ANO: 26 | Nº: 6557

Viviane Becker

viviminuano@hotmail.com
Colunista social do Jornal Minuano, Viviane Becker é experiente jornalista de geral e conhecida editora do caderno de variedades Ellas.
17/11/2018 Caderno Ellas

Logomania

Foto: Reprodução JM

 

Por Janine Pinto

Estilista /Colaboradora

Feche os olhos e volte para as décadas de 80 e 90, quando a febre da logomania estava em ápice. O desejo de mostrar a todo custo o que se estava usando era um statement, talvez em resposta ao boom econômico dos EUA na época. Nos anos 2000, o minimalismo tomou conta das ruas e passarelas ao redor mundo. Um certo desejo de sutileza e respiro ao over das duas décadas passadas precisou acontecer. Mas eis que a moda adora relembrar. A ideia retornou, capitaneada por John Galliano (que resgatou na Dior a mesma estampa Oblique que Maria Grazia explora hoje) e Marc Jacobs (que ressignificou a logomania ao apostar em colaborações artsy com Stephen Sprouse e Takashi Murakami na Louis Vuitton).
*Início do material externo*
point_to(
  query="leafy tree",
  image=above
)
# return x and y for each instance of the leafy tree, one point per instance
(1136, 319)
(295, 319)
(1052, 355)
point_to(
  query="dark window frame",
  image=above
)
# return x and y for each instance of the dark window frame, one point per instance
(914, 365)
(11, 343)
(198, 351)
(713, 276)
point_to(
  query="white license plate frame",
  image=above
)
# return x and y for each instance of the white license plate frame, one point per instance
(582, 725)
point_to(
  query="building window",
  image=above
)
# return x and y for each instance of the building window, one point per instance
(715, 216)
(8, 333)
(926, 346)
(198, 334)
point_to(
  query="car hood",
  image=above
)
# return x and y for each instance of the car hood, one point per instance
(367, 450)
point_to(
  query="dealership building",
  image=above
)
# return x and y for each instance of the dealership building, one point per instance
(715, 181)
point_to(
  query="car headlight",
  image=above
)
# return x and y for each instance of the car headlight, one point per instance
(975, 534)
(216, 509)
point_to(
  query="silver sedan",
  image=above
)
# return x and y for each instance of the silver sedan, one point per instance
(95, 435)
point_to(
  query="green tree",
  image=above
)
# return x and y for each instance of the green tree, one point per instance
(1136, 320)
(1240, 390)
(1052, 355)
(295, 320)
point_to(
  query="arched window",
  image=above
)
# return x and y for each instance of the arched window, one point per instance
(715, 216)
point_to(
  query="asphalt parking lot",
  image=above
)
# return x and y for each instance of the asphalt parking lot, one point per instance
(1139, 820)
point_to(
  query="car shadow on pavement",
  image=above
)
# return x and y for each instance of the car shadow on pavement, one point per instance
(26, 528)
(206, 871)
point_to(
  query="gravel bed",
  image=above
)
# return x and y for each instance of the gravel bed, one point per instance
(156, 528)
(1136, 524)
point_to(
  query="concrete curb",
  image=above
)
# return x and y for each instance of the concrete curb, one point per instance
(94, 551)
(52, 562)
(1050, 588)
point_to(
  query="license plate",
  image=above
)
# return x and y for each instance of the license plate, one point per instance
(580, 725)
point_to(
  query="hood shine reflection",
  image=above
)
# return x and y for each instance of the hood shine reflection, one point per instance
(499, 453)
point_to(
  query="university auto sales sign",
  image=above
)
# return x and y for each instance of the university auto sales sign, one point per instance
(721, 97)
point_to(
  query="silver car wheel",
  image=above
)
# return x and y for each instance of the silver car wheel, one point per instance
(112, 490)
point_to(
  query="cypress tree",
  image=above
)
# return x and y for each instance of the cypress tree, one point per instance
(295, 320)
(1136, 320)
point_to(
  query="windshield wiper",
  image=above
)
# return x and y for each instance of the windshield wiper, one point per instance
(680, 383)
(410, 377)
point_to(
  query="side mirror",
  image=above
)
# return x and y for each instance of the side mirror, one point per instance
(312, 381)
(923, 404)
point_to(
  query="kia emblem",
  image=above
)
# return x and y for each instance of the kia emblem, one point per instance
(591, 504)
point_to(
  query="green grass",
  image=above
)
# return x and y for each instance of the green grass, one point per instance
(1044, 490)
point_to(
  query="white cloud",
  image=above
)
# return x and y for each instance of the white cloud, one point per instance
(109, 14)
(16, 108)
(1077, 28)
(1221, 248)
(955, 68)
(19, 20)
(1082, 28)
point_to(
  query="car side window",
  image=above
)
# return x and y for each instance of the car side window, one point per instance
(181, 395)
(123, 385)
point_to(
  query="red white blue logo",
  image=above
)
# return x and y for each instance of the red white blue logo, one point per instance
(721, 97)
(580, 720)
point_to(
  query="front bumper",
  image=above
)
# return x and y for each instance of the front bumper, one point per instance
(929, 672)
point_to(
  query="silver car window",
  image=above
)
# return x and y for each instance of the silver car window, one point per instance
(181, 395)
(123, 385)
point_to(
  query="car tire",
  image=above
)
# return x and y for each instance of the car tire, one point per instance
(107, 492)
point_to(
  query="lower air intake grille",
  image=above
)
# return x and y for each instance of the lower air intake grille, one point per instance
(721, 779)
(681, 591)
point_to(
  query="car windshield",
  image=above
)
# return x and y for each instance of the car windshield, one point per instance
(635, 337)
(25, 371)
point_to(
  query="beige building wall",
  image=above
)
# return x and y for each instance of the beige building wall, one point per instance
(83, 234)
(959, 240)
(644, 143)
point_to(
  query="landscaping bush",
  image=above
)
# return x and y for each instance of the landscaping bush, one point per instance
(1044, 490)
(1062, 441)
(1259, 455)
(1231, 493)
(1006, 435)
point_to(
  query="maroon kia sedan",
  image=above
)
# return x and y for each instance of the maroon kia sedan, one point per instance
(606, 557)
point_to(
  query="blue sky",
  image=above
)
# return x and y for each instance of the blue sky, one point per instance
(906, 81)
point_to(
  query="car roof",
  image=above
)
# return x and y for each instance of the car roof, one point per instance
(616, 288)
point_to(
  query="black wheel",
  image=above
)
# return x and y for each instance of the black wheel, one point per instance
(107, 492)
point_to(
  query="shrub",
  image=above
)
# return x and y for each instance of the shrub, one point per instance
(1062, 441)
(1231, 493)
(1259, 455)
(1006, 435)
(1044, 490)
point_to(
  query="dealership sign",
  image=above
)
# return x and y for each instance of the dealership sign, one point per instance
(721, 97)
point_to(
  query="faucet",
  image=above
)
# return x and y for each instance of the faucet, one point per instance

 Então, se prepare para ostentar sua marca predileta, a logomania voltou a ser tendência. Pense em bolsas Louis Vuitton, cintos Moschino, pingentes Chanel e camisetas Versace por todos os cantos. Segundo uma lista da plataforma de e-commerce de moda Lyst, a tendência domina entre os 10 itens mais buscados de 2018 até agora. Está muito atual ostentar cinto da Gucci, tênis Fila  pochete Prada. Na Chanel, totes e pochetes foram estampadas com o nome da Maison em p&b, enquanto a Valentino apresentou sua versão com a sigla "VLNTN" criada por Peterpaolo Piccioli. Marcas como Vetements fizeram releituras atuais de grandes ombreiras, calças amplas, babados e por aí vai.

Gucci, Prada e Dolce & Gabbana são exemplos de marcas que colocaram seus nomes em jaquetas, camisetas e bolsas. Nada de apenas detalhes, a intenção é realmente que o nome da marca seja o fator principal da peça e que justamente isso seja o motivo para as pessoas a usarem. Alessandro Michele, diretor criativo da Gucci, sabe como ninguém a fórmula de criar desejo em cima de um logo. Tanto que, atualmente, a Gucci é um fenômeno mundial. Suas parcerias com grandes artistas trazem protesto em cima da marca. Com seus millennials, a Dolce & Gabbana anda fazendo barulho com uma galera que encara ser o centro das atenções como algo natural. Vestir modelos e digital influencers é a forma da D&G  propagar seu logo. 

“Com as redes sociais, as grifes ganharam mais exposição – e um produto com uma logomarca é muito mais fácil de ser assimilado. A função de tais marcas registradas, em sua essência, é justamente fazer com que o cliente fique familiarizado com a label, dar visibilidade e reconhecimento a grife”, explica Costanza Pascolato.

De máscaras de dormir a tênis e anéis, a logomania está em todo tipo de item. Na hora de adotar a tendência, vale tanto apostar em uma única bolsa ou sneakers quanto encarar com bom humor uma cópia de camelô. Have fun!